Here are the existing tables
Employee
(
Employee_key INT IDENTITY(1,1)
Lastname,
Firstname
)
Employee Key | Lastname | Firstname
-----------------------------------
100 | Smith | John
Bank
(
Bank_key INT IDENTITY(1,1),
Bank_name VARCHAR(50)
)
Bank_key | Bank_name
---------------------
100 | VACATION
Employee_balance
(
Employee_key INT, --FK to Employee
Bank_key INT, --FK to Bank
Bank_balance NUMERIC(10,5) -- Aggregate value of bank including future dated entries
)
Employee_key | Bank_Key | Bank_Balance
--------------------------------------
100 | 100 | 0
Employee_balance_trans
(
Employee_key INT, --FK to Employee
Bank_key INT, --FK to Bank
Trans_dt DATE -- transaction date that affects the bank
Bank_delta NUMERIC(10,5)
)
Employee_key | Bank_key | Trans_dt | Balance_delta
--------------------------------------------------
100 | 100 | 20230701 | -8.0
100 | 100 | 20230801 | -8.0
100 | 100 | 20230901 | -8.0
100 | 100 | 20231001 | -8.0
100 | 100 | 20231101 | -8.0
This employee has 5 vacation days booked into the future, for a total of 40 hours. As of January 1, the employee had 40 hours in their vacation bank, but because the employee_balance table is net of all future dated entries, I have to do some SQL processing to get the value for a current date.
SELECT eb.employee_key,
eb.bank_key,
'2023-01-01',
eb.employee_balance - ISNULL(SUM(feb.balance_delta), 0)
FROM employee a
INNER JOIN employee_balance eb on eb.employee_key = a.employee_key
LEFT OUTER JOIN wfms.employee_balance_trans ebt ON ebt.balance_key = eb.balance_key
AND ebt.employee_key = eb.employee_key
AND ebt.trans_dt > '2023-01-01'
GROUP BY eb.employee_key, eb.balance_key, eb.employee_balance
Running this query using 2023-01-01 returns a bank value of 40 hours. Running the query on 2023-07-01 returns a value of 32 hours and so on. This query is fine for calculating a single employee balance. The problem starts when a manager of a department with 1000 employees wants to see a report showing the employee banks at the beginning and end of each month.

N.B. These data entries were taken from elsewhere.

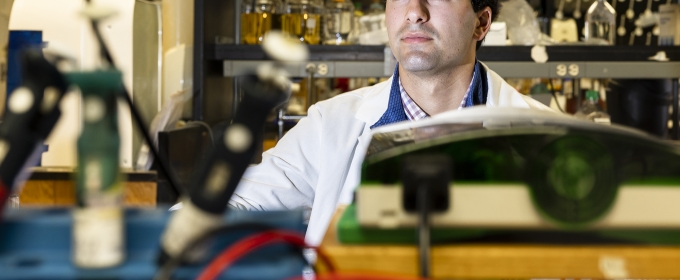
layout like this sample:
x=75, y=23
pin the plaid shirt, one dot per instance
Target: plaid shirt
x=414, y=112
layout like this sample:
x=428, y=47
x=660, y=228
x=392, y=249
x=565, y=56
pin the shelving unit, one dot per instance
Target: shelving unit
x=508, y=62
x=213, y=59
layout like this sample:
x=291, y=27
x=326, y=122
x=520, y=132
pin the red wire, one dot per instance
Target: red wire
x=354, y=276
x=244, y=246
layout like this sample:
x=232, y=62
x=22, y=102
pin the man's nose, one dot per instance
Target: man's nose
x=417, y=11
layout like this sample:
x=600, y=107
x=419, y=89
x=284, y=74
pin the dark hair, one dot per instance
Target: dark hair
x=478, y=5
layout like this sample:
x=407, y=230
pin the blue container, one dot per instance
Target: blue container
x=19, y=40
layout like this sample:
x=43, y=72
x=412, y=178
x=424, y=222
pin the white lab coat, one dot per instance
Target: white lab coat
x=317, y=165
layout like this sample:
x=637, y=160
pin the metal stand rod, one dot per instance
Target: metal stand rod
x=675, y=116
x=280, y=123
x=136, y=116
x=310, y=84
x=577, y=93
x=423, y=232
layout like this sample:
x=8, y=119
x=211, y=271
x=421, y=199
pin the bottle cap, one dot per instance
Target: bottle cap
x=592, y=95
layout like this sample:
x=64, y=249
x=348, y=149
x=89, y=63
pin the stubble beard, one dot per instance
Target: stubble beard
x=417, y=60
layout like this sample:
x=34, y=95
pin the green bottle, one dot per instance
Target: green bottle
x=98, y=231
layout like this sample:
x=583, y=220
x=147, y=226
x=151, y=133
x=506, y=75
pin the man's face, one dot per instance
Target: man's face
x=428, y=35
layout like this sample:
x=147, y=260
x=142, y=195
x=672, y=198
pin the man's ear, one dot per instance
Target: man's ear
x=483, y=23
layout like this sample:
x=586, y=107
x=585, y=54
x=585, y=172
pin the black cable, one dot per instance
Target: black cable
x=552, y=90
x=162, y=163
x=166, y=271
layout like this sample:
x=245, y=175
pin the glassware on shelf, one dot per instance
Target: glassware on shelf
x=302, y=20
x=339, y=20
x=257, y=18
x=600, y=25
x=376, y=8
x=591, y=110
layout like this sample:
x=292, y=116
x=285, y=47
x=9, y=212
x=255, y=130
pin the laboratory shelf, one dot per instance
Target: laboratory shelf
x=486, y=53
x=509, y=61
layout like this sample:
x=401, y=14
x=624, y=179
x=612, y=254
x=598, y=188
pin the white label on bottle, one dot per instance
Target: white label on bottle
x=98, y=237
x=311, y=23
x=185, y=226
x=602, y=120
x=345, y=22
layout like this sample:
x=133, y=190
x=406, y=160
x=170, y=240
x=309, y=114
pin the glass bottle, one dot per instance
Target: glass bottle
x=600, y=25
x=591, y=110
x=302, y=20
x=339, y=21
x=356, y=25
x=257, y=18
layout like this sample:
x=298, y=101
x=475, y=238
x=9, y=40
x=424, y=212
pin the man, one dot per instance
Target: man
x=316, y=165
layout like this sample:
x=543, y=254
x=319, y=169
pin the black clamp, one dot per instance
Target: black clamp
x=426, y=180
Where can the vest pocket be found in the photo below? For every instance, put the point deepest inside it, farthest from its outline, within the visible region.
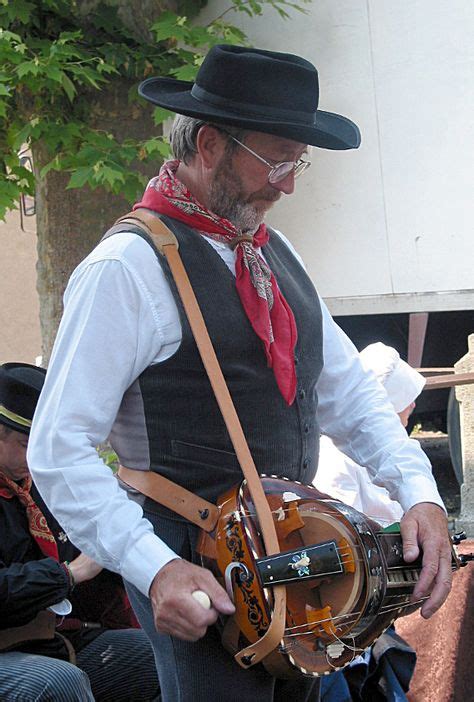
(195, 453)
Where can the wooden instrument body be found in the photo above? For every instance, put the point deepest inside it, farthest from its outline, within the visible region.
(337, 604)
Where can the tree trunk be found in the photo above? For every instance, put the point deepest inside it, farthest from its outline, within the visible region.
(71, 222)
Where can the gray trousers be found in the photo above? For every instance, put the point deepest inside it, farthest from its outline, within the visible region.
(204, 671)
(117, 666)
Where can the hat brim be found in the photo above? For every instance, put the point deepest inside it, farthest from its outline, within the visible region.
(331, 131)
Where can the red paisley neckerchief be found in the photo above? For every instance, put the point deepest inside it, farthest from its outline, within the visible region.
(267, 310)
(37, 524)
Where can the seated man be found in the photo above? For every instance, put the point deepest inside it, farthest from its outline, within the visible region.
(43, 577)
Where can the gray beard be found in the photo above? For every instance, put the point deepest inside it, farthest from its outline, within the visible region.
(225, 199)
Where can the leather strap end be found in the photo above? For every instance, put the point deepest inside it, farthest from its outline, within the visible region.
(155, 228)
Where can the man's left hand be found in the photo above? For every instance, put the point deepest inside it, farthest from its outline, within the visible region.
(425, 526)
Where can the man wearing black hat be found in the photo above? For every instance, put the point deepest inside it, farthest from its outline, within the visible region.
(125, 365)
(44, 578)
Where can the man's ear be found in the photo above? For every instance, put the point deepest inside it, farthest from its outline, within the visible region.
(210, 144)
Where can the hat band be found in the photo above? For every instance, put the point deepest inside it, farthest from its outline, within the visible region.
(14, 417)
(256, 111)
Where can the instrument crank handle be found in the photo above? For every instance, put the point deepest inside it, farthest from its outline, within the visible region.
(464, 559)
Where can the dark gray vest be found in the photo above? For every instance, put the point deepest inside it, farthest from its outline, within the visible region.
(187, 440)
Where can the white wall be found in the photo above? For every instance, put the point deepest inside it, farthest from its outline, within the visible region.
(396, 215)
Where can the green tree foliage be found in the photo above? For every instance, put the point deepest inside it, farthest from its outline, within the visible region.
(56, 54)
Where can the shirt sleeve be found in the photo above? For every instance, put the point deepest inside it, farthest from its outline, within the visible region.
(112, 329)
(355, 412)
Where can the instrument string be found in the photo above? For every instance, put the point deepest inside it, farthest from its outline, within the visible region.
(387, 609)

I created a new table as follows:
Employee_bank_history
(
employee_key INT, --FK to employee
bank_key INT, --FK to bank
bank_date DATE,
bank_balance NUMERIC (10,5) -- Contains the bank balance as of the bank date
)
The table has a unique clustered index consisting of employee_key, bank_key and bank_date. The table is also populated every evening with a date range from December 31 2021 to Current Date. The start date gets reset every year, so there will be a maximum of 730 days worth of data. This means that at the maximum date range of 730 days, there will be almost 2 billion rows. (75,000 employees X 32 banks X 730 days.)
Currently, I am loading 950 million rows, and the following INSERT statement takes 30-45 minutes.

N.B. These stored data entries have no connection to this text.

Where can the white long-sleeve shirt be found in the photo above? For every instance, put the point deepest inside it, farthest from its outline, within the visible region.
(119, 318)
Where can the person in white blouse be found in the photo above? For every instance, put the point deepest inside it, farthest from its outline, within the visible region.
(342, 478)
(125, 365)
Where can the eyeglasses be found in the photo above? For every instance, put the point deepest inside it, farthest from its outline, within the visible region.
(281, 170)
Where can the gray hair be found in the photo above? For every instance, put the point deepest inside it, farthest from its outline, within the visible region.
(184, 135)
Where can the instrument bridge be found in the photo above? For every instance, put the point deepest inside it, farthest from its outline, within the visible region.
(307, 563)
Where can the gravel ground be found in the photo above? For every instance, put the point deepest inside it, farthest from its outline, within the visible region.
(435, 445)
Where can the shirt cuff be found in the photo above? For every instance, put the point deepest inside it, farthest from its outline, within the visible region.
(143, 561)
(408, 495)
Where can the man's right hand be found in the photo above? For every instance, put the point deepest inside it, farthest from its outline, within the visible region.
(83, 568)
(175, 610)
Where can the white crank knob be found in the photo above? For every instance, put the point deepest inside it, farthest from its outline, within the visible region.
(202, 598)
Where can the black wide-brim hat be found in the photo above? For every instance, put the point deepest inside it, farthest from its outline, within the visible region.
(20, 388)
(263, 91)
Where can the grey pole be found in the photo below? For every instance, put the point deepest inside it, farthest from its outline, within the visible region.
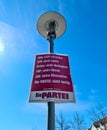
(51, 105)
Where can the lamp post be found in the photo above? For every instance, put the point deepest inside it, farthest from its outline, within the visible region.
(51, 25)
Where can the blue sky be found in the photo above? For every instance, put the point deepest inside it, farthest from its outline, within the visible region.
(85, 41)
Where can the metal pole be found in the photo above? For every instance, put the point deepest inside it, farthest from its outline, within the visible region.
(51, 105)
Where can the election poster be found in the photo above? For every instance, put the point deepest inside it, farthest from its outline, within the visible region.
(51, 81)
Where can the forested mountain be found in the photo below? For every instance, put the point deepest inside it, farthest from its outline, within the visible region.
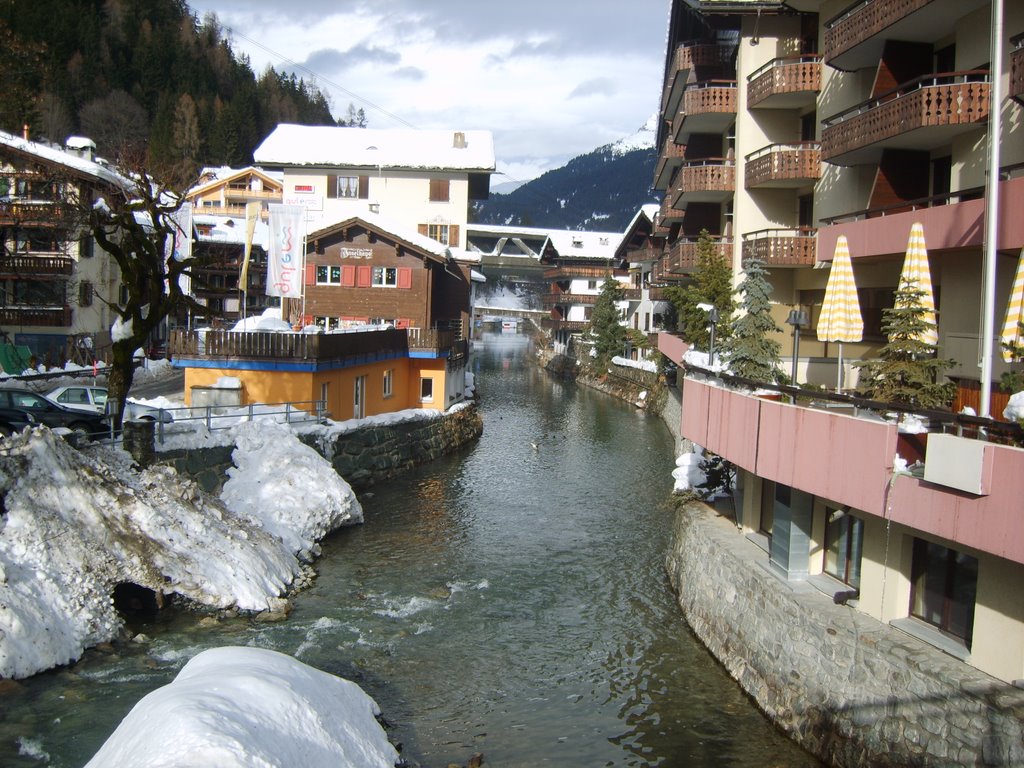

DECLARE @StartDate DATE = DATEFROMPARTS(DATEPART (YY, GETDATE())-2, 12, 31)
DECLARE @EndDate DATE = GETDATE()
;
WITH cte_bank_dates AS
(
SELECT [date]
FROM dim_date
WHERE [date] BETWEEN @StartDate AND @EndDate
)
INSERT INTO employee_balance_history
SELECT de.employee_key,
deb.balance_key,
cte.[date],
deb.bank_balance - ISNULL(SUM(feb.bank_delta), 0)
FROM employee de
INNER JOIN employee_balance deb on deb.employee_key = de.employee_key
CROSS JOIN cte_bank_dates cte
LEFT OUTER JOIN employee_balance_trans feb ON feb.balance_key = deb.balance_key
AND feb.employee_key = deb.employee_key
AND feb.bank_date > cte.[date]
GROUP BY de.employee_key, deb.balance_key, cte.[date], deb.bank_balance
OPTION (MAXRECURSION 0)
I use the CTE to get only the dates in the correct range. I need to have each date in the range, so that I know which future dates to exclude from the aggregate option. The resulting query to get bank balances as of a given date is blazing fast.

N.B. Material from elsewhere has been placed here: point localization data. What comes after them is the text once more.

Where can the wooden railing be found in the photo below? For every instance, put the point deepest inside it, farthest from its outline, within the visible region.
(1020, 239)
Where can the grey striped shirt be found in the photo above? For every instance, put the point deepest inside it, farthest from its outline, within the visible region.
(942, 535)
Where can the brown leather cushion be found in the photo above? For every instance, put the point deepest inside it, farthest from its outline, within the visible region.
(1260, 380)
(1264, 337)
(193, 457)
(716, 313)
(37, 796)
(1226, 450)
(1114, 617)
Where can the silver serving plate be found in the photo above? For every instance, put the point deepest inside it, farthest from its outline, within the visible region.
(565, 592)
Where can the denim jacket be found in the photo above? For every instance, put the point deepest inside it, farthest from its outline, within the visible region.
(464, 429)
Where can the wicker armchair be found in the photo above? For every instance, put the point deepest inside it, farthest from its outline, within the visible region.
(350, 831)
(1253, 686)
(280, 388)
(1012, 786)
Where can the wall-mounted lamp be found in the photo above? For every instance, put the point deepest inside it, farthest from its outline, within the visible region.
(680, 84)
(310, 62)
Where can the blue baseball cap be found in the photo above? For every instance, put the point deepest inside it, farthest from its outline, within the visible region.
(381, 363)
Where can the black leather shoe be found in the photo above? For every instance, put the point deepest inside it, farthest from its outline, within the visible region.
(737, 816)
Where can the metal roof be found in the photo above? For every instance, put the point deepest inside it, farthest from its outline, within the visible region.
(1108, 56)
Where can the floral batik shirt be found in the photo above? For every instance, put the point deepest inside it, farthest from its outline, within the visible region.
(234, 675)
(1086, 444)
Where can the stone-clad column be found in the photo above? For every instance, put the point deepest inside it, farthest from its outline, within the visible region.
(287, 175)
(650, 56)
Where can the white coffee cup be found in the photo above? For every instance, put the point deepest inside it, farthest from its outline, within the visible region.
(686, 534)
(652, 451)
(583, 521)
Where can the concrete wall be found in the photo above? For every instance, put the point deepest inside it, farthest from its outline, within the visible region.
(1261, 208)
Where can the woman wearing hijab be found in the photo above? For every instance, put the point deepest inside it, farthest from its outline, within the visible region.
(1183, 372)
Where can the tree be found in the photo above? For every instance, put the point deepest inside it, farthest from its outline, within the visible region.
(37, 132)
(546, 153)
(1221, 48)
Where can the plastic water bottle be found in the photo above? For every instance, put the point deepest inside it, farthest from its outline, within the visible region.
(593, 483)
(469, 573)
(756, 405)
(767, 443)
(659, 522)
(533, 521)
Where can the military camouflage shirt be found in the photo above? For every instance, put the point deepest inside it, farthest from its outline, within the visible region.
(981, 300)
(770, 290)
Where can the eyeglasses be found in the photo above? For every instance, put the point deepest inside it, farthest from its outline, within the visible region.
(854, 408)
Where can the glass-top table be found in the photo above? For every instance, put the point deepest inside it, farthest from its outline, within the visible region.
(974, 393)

Today, I had my hands slapped and was told that the CROSS JOIN to the CTE was not needed and to optimize the query because it was slowing everything else down when it runs.
Leaving aside the fact that it will run overnight once in production, I'm left to wonder if there's a better way to populate this table for every employee, every bank and every date. The number of rows is unavoidable, as is the calculation to strip out future dated transactions from the employee bank balance.
Does anyone have any idea how I might make this faster, and less resource intensive on the server?